TABLE TALK, AT A SIMULACRIATIC TABLE
John R. Hall - University of California, Davis
The sociological attraction of the dinner with engaging companions is that it facilitates table talk across a range of topics, everyone freely expressing opinions, maybe floating excessive claims over the third bottle of wine, perhaps in response to someone else’s rather bold assertion, testing the possibilities of shared understandings efficiently and in ways that bring forth topics and points of view otherwise elusive. Habitus, as Bourdieu rightly understood, finds its strongest stamp at the dinner table. In Perspectives, engaged table talk about theory has its quasi-simulacrum, and the editors, past and present, are to be commended for throwing the dinner party. Here, in memory of my late fellow Louisvillian Hunter S. Thompson, I want to exploit this table talk-ish culture by advancing gonzo-esque claims about the prospects of sociological theory today, claims that would be impossible to justify either amidst the clink of stemware and clatter of dishes or in this short text.

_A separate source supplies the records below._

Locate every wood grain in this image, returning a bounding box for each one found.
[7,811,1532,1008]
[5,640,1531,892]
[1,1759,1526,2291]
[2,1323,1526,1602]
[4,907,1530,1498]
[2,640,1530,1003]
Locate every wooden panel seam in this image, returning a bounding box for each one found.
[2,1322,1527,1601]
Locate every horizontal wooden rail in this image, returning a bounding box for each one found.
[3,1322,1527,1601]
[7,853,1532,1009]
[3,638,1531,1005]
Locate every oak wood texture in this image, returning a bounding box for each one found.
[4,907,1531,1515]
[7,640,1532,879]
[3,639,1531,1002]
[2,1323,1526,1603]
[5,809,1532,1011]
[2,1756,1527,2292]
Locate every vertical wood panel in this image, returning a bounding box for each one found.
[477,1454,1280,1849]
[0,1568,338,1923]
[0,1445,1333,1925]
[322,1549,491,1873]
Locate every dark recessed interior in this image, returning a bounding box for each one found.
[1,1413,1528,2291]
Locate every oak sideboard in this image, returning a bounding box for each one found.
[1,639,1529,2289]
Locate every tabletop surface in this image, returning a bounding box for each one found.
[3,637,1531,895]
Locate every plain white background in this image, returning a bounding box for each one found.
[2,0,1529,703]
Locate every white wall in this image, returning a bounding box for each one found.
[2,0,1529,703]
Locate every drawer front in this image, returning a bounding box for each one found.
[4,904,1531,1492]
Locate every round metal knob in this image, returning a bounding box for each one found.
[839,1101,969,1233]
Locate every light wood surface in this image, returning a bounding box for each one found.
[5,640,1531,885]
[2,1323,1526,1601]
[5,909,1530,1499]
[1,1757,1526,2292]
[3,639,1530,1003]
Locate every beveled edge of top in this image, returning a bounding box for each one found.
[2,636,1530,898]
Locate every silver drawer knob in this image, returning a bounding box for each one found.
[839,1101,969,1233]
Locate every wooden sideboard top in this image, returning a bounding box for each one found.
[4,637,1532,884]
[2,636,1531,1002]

Last fall, my essay for Perspectives both noted the vital energies in theory today and waxed somewhat melancholy about the seemingly dim prospects of general theory. We have seen significant developments of theory on diverse fronts – theories of cognition and agency, field theory, governmentality, postcolonial theory, theories of intersectionality in stratification and identity, feminist theory, critical race theory, actor-network theory, theories of social justice, cultural theory: this list could be longer, and still incomplete.